The discussion at the end of Section 3 on how exploiting the "memory augmented" view of fast weights is useful to allow the use of minibatches is interesting. However, it also suggests that computations in the fast weights RNN scales quadratically with the sequence size (since in this view, the RNN technically must attend to all previous hidden states, since the beginning of the sequence). This is something to keep in mind, if one was to consider applying this to very long sequences (i.e. much longer than the hidden state dimensionality).
Also, I don't quite get the argument that the "memory augmented" view of fast weights is more amenable to mini-batch training. I understand that having an explicit weight matrix $A(t)$ for each minibatch sequence complicates things. However, in the memory augmented view, we also have a "memory matrix" that is different for each sequence, and yet we can handle that fine. The problem I can imagine is that storing a *sequence of arbitrary weight matrices* for each sequence might be storage demanding (and thus perhaps make it impossible to store a forward/backward pass for more than one sequence at a time), while the implicit memory matrix only requires appending a new row at each time step.

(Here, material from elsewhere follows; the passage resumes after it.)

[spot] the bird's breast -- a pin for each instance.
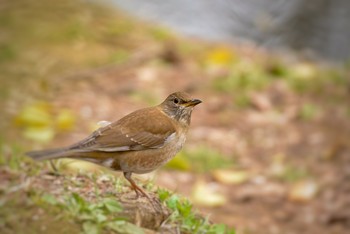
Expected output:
(145, 161)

Perhaps the argument to be made here is more that there's already mini-batch compatible code out there for dealing with the use of a memory matrix of stored previous memory states.
This work strikes some (partial) resemblance to other recent work, which may serve as food for thought here. The use of possibly multiple computation layers between time steps reminds me of [Adaptive Computation Time (ACT) RNN]( http://www.shortscience.org/paper?bibtexKey=journals/corr/Graves16). Also, expressing a backpropable architecture that involves updates to weights (here, hebbian-like updates) reminds me of recent work that does backprop through the updates of a gradient descent procedure (for instance as in [this work]( http://www.shortscience.org/paper?bibtexKey=conf/icml/MaclaurinDA15)).
Finally, while I was familiar with the notion of fast weights from the work on [Using Fast Weights to Improve Persistent Contrastive Divergence](http://people.ee.duke.edu/~lcarin/FastGibbsMixing.pdf), I didn't realize that this concept dated as far back as the late 80s. So, for young researchers out there looking for inspiration for research ideas, this paper confirms that looking at the older neural network literature for inspiration is probably a very good strategy :-)
To sum up, this is really nice work, and I'm looking forward to the NIPS 2016 oral presentation of it!